Si la muerte es desconcierto, no lo es más el cartelito. Vas, un poner, a comprar el pan, o a comprar el periódico, o a comprar las pilas que te pide cada dos por tres el ratón inalámbrico, y cuando cruzas la calle y llegas a la panadería, o al kiosco, o al minimercado o donde quiera que vendan pilas hoy día, y te lo encuentras cerrado todo a cal y canto, y más que cerrado, como abandonado a su suerte, náufrago, con un cartelito blanco que pone "Cerrado por defunción", y entonces lo que te llega es un vahído de sorpresa, ni siquiera de tristeza todavía, una mezcla de asombro y de incredulidad y de curiosidad que no sé si será malsana del todo.

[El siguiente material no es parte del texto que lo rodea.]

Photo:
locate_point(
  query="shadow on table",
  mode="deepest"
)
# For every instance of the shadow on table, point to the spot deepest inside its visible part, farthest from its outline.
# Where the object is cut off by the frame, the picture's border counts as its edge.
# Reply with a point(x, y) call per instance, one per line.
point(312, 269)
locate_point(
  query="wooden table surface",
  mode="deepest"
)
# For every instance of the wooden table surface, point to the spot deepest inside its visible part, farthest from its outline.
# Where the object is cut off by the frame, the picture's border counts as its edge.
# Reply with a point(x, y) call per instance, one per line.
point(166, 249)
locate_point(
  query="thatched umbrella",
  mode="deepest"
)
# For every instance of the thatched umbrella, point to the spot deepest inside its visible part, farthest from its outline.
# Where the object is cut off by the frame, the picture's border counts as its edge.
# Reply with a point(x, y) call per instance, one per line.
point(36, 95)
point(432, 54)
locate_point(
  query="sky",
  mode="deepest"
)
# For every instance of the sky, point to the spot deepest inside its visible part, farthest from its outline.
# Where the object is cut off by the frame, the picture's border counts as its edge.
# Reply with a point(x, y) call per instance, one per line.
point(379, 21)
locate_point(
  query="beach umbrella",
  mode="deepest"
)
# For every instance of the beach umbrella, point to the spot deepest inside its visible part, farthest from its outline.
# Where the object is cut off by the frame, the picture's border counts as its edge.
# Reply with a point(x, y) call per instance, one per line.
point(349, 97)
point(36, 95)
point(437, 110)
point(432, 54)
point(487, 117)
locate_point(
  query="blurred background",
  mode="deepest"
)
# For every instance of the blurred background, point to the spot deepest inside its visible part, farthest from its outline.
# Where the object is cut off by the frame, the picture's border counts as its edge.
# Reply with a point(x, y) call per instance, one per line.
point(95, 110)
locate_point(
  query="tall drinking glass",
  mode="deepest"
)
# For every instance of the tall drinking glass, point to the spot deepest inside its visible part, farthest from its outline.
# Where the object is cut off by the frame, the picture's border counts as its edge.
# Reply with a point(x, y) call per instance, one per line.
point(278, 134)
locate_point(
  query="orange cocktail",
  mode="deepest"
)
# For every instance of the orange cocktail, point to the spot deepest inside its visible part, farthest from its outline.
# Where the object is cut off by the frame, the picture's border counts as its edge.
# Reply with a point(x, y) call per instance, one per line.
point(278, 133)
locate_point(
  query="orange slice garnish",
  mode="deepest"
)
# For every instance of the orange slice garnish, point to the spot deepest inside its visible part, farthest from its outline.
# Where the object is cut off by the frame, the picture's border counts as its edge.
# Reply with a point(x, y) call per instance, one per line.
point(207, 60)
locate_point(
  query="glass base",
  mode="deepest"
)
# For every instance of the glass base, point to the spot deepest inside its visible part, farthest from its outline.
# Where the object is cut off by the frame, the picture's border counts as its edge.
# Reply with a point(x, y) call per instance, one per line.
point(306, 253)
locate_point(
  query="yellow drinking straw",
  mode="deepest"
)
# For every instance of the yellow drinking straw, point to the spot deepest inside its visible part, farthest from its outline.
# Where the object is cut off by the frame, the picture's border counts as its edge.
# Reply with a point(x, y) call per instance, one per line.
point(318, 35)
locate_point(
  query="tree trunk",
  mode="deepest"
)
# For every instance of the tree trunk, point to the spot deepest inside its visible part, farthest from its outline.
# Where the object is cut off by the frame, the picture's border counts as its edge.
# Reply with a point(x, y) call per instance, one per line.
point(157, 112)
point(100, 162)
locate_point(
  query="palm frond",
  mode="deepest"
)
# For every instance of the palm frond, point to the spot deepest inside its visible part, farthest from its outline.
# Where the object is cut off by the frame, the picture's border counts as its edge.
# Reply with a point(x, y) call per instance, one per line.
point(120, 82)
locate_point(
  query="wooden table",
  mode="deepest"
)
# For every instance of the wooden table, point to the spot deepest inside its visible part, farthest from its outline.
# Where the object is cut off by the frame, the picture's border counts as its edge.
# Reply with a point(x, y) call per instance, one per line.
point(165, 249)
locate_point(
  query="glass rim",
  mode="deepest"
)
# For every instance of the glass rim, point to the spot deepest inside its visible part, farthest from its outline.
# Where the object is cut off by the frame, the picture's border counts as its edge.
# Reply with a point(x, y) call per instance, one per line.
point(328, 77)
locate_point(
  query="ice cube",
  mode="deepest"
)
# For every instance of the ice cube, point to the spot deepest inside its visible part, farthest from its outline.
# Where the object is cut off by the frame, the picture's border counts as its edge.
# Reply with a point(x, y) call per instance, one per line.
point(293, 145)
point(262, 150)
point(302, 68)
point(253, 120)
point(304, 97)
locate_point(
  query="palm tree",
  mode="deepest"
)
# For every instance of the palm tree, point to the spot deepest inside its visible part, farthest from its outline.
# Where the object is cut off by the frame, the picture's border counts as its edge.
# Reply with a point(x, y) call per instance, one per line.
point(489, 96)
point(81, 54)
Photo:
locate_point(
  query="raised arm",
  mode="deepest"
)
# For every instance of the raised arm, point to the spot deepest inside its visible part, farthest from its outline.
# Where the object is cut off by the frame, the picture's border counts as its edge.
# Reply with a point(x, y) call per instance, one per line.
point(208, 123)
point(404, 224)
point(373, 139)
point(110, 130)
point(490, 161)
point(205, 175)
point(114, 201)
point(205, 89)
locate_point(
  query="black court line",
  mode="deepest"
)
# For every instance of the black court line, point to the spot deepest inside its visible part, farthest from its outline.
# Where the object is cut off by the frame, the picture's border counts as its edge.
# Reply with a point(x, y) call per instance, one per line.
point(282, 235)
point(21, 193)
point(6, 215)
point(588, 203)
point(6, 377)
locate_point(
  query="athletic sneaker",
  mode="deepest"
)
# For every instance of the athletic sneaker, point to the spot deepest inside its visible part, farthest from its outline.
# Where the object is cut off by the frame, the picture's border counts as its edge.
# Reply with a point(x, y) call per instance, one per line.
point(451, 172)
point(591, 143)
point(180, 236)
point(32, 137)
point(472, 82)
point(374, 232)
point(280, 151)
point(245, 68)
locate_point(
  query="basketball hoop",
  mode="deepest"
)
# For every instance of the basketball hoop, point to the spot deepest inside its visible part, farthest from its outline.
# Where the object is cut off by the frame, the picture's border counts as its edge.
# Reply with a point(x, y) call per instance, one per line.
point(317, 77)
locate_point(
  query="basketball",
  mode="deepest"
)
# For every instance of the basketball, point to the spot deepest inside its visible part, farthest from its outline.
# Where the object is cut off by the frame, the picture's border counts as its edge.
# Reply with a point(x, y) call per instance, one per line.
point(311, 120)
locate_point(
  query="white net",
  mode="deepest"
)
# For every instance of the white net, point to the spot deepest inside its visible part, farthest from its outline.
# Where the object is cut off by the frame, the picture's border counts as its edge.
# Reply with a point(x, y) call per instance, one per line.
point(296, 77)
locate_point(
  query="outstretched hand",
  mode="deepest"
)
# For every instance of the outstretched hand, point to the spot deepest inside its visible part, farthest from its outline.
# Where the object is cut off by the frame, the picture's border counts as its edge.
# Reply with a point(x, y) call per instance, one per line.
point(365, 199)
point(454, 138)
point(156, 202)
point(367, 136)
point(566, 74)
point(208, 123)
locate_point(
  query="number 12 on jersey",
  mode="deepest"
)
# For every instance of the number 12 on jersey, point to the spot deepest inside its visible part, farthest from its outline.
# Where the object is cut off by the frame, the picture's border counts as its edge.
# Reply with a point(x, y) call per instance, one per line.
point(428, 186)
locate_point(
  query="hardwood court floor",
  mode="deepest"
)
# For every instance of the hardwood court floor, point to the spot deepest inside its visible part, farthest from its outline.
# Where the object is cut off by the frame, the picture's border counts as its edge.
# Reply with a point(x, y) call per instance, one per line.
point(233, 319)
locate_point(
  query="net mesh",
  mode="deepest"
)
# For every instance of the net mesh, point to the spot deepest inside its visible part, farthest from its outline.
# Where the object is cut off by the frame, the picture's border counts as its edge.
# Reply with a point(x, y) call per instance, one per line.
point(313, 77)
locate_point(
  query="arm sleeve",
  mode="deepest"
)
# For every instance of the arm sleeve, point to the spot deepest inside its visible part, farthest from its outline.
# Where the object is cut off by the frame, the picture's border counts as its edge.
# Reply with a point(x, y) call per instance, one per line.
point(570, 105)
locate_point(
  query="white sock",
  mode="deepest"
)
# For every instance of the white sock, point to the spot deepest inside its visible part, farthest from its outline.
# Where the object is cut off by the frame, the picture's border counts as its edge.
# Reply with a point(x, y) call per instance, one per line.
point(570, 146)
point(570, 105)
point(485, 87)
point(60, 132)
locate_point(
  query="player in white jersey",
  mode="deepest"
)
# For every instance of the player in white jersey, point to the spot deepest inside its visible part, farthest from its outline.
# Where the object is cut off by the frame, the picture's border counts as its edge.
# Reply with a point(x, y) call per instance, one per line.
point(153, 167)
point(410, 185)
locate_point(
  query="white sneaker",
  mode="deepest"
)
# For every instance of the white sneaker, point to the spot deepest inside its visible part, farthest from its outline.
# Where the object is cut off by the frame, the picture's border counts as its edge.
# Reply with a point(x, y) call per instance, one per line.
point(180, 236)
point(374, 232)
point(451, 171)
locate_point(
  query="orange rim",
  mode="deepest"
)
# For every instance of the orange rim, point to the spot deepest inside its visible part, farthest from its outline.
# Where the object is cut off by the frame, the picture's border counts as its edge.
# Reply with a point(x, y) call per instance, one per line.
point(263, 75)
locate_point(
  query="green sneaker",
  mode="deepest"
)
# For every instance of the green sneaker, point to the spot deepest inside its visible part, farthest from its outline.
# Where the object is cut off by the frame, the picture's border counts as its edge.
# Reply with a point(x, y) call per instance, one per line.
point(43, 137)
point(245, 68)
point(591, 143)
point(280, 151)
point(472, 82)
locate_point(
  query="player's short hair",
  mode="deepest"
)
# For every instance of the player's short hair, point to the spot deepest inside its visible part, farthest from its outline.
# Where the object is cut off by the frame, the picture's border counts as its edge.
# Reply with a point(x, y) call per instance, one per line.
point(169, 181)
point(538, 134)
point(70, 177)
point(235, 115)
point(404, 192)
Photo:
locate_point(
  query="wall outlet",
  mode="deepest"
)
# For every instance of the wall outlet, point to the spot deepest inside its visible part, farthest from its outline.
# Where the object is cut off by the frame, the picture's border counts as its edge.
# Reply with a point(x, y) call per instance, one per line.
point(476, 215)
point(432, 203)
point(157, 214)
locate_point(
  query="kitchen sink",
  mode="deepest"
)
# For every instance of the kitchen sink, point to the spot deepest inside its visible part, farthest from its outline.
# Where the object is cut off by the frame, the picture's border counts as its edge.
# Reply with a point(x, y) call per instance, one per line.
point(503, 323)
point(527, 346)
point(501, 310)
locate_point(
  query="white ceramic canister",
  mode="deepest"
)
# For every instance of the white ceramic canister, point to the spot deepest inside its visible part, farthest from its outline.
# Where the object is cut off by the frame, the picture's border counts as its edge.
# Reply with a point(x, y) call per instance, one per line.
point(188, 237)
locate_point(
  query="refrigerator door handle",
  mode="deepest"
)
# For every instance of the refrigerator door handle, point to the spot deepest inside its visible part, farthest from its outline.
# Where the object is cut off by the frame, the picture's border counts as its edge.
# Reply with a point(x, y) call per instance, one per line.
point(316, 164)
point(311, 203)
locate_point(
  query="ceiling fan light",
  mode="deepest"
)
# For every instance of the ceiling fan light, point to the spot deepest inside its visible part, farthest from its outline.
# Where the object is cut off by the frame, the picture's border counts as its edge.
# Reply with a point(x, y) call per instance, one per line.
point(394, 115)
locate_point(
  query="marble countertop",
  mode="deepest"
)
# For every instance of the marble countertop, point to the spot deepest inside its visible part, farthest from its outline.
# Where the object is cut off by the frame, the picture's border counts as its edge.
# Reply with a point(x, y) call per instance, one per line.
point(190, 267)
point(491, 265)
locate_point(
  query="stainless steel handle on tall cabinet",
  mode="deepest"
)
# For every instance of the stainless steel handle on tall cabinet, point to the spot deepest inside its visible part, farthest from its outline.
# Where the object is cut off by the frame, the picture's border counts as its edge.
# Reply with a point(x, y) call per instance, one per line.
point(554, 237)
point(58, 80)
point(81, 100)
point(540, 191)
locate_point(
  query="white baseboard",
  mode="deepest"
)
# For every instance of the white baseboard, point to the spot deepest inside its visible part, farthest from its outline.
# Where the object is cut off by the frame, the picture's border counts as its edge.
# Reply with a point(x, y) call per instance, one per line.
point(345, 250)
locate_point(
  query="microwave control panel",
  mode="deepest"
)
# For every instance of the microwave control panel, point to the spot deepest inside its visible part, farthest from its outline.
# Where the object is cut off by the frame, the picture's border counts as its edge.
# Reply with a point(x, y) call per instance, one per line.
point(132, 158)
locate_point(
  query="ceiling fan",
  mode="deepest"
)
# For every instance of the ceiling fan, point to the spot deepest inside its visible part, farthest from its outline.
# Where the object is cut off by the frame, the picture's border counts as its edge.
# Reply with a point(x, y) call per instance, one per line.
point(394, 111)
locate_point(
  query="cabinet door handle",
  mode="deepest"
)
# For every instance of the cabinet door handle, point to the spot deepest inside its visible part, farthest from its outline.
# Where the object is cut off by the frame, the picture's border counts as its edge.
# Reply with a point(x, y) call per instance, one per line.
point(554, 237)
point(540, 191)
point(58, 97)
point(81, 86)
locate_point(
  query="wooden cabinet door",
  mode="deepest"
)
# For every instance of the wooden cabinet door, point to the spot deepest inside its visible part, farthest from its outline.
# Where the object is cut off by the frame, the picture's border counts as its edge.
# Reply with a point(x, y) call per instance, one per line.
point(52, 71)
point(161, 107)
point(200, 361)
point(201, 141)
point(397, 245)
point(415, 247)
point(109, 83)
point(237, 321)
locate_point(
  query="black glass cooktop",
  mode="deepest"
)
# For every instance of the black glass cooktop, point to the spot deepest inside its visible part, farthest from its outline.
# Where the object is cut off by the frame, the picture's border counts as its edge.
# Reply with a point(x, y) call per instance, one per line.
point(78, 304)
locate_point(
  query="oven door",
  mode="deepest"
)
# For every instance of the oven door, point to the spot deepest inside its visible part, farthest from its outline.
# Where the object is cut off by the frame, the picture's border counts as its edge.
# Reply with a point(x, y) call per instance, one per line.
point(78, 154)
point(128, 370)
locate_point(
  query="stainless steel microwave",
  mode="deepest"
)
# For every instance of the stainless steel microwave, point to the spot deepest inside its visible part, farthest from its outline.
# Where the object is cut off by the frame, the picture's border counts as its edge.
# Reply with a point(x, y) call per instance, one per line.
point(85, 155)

Uno se pregunta quién vende esos cartelitos, quién tiene tiempo de ir a buscarlos, de colgarlos, en vez de estar haciendo todas esas cosas que hay que hacer cuando se nos muere alguien. Uno se pregunta si se habrá muerto el panadero, o la chica que te sonríe cuando te vende las ensaimadas, o el kiosquero que bromea contigo e insiste en que te lleves los platos y las bufandas y los videos y los belenes que no quieres con cada periódico, o la chica de la caja del supermercado a quien solo conoces de nombre y porque lo lleva clavado cerca del pecho. Normalmente no lo sabes hasta el día siguiente, porque cuando la muerte golpea así (y golpea así casi siempre) nadie en todo el barrio ha tenido tiempo de saber quién ha dejado la cama sin hacer, las cuentas por pagar, las colecciones de deuvedés o de belenes a medias.
Curiosa esta sociedad que rinde ese extraño culto a la muerte y es capaz de tener preparados cartelitos que avisen sin avisar que se ha ido una persona, y nada más, dejando en suspenso nuestra vida hasta que mañana o el día siguiente vuelvan a subir la baraja y sepamos quién es el fiambre. Si llegamos a saberlo. Si vuelven a abrir ese local que de pronto, una mañana, aparece con un pulcro cartelito blanco con unas letras que avisan, como un cave canem fuera de sitio, y nos hacen reflexionar siquiera un instante sobre nuestro paso por aquí y por ahora.